My hands tighten on the grill tongs. The back of my neck prickles. Something about this man is wrong and my body knows it before my brain catches up.

He stands and walks toward the grill. His stride is easy, relaxed, the walk of a man with all the time in the world. He smiles as he approaches and it's a good smile, the kind that reaches the eyes.

Without a shadow of a doubt, I know who this motherfucker is. I have a piece of paper in my back pocket with his name and address on it.

Ron Jackson.

The fury hits me so hard and so fast that my vision narrows. I'm looking at his hands. Those fucking hands I want to break into a million pieces. Thick fingers, wide palms, calluses on the knuckles. Those are the hands that held myStormy down in a room above a salvage yard.

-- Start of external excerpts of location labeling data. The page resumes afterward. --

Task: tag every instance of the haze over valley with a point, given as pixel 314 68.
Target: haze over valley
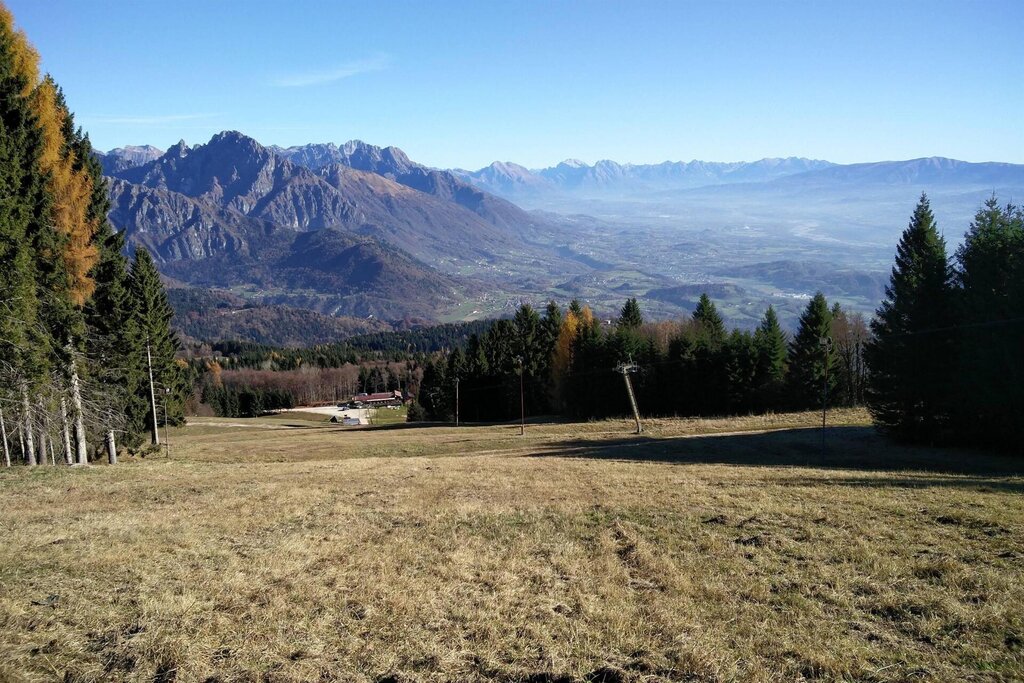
pixel 363 230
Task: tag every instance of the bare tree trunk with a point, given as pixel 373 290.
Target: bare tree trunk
pixel 76 399
pixel 112 449
pixel 27 429
pixel 42 446
pixel 66 431
pixel 3 435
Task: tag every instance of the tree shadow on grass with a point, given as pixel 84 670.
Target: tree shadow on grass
pixel 845 447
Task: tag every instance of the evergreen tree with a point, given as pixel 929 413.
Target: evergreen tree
pixel 769 373
pixel 809 361
pixel 707 376
pixel 19 188
pixel 630 316
pixel 706 314
pixel 990 272
pixel 910 353
pixel 154 315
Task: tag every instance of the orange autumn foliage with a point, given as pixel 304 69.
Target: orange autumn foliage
pixel 71 189
pixel 25 55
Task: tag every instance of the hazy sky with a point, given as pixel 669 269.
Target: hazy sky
pixel 467 83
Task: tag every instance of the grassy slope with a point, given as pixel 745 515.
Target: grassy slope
pixel 305 552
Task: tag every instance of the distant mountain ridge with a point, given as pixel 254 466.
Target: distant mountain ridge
pixel 608 176
pixel 336 239
pixel 610 179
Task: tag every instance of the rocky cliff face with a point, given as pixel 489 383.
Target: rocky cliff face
pixel 393 164
pixel 233 213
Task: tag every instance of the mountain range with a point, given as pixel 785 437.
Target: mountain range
pixel 604 177
pixel 386 239
pixel 359 229
pixel 610 180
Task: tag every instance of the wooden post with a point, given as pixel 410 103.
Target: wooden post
pixel 112 449
pixel 153 396
pixel 3 435
pixel 626 369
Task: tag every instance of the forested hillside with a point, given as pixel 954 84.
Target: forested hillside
pixel 81 328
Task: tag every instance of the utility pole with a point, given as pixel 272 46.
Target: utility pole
pixel 3 435
pixel 626 369
pixel 522 401
pixel 153 396
pixel 167 424
pixel 457 401
pixel 825 343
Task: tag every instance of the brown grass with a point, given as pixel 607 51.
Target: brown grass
pixel 270 552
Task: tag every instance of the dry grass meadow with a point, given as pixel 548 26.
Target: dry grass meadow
pixel 289 550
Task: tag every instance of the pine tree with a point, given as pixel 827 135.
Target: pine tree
pixel 910 353
pixel 769 374
pixel 18 184
pixel 706 314
pixel 630 316
pixel 154 315
pixel 809 361
pixel 990 371
pixel 706 378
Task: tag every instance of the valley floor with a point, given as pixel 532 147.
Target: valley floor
pixel 579 552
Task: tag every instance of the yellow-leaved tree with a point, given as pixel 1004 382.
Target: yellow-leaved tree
pixel 70 187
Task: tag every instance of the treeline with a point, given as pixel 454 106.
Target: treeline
pixel 78 323
pixel 947 360
pixel 376 347
pixel 246 401
pixel 565 361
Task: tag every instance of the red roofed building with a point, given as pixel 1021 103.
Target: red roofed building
pixel 376 399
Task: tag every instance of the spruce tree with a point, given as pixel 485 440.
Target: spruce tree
pixel 910 353
pixel 630 316
pixel 990 272
pixel 769 374
pixel 706 314
pixel 154 315
pixel 707 377
pixel 809 361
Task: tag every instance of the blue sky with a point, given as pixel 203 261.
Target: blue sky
pixel 467 83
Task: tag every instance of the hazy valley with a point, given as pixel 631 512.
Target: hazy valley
pixel 357 229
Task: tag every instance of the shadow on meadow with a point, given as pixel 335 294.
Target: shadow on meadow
pixel 845 447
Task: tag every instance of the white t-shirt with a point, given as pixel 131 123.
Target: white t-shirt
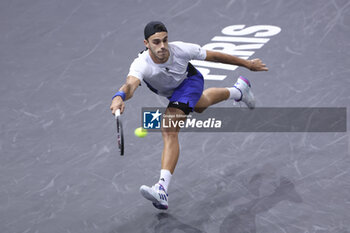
pixel 169 75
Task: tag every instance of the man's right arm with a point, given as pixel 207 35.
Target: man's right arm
pixel 128 88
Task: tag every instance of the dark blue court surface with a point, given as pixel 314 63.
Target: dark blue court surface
pixel 61 62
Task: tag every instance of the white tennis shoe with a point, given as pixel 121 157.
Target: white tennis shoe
pixel 243 85
pixel 156 194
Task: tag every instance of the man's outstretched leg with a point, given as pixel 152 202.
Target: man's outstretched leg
pixel 171 150
pixel 239 92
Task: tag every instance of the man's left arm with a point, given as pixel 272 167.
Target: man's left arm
pixel 253 65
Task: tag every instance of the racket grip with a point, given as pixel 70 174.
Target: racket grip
pixel 117 113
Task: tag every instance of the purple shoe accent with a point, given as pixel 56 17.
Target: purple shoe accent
pixel 245 80
pixel 162 188
pixel 159 206
pixel 241 94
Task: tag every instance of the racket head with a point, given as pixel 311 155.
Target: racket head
pixel 120 134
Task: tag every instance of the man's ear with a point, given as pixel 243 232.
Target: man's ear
pixel 146 43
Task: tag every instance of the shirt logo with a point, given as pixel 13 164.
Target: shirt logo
pixel 151 119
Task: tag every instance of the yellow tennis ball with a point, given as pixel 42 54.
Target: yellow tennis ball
pixel 140 132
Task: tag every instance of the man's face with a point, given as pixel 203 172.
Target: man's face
pixel 158 47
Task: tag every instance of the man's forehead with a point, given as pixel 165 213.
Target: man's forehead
pixel 158 35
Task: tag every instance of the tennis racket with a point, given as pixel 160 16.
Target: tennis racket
pixel 120 136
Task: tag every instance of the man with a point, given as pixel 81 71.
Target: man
pixel 166 70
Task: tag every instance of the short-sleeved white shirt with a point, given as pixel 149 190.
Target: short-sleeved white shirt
pixel 169 75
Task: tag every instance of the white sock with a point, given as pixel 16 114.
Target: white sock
pixel 164 179
pixel 235 93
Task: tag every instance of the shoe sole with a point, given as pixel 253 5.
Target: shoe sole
pixel 151 198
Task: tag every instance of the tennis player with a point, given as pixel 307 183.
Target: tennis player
pixel 166 69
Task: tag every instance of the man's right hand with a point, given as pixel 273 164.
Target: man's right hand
pixel 117 103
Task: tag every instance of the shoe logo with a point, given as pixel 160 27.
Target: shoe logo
pixel 162 196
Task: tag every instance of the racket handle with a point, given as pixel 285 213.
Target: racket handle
pixel 117 113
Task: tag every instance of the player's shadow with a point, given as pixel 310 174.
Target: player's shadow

Those are the hands that slid up his thigh while his voice said, 'we don't have to make this difficult, do we?' Those are the hands that gripped the back of Stormy's head and pushed him down and used his mouth. And then called it showing appreciation for helping him. Those are the hands that turned into fists, that beat Stormy until he pissed blood and couldn't walk and then held ice on the bruises afterward like tenderness.

Those hands were on my precious Stormy's body. That mouth was on him. Those arms that look so much like mine, big and thick and capable, held him in place while things were done to him that he couldn't stop and didn't choose.

And now those same fucking hands are folded on a picnic table in my parking lot, ten yards from the kitchen where Stormy is working, and this man is smiling.

I'm going to kill him.

The parking lot compresses to a dark tunnel with this man at the end of it and the tongs in my hand become a weapon. I want to drive them into his throat, and for one crystalline second, I can see it all. Me grabbing him by the collar of his pressed blue shirt. Slamming him face-first onto Big Bertha's grill. Holding him there while the hot metal does what my hands want to do. Watching the smile melt off his face the way it should have melted off a long time ago.

I want to do it more than anything I've ever wanted to do in my life.

But I don't. I can't.

Because Stormy is in the kitchen, and if I kill this man in front of a hundred people, Stormy loses me. I also don't do it because my dad raised me to be better than my worst impulse, even when my worst impulse sure feels like the right one.

I smile back at the goddamn son-of-a-bitch.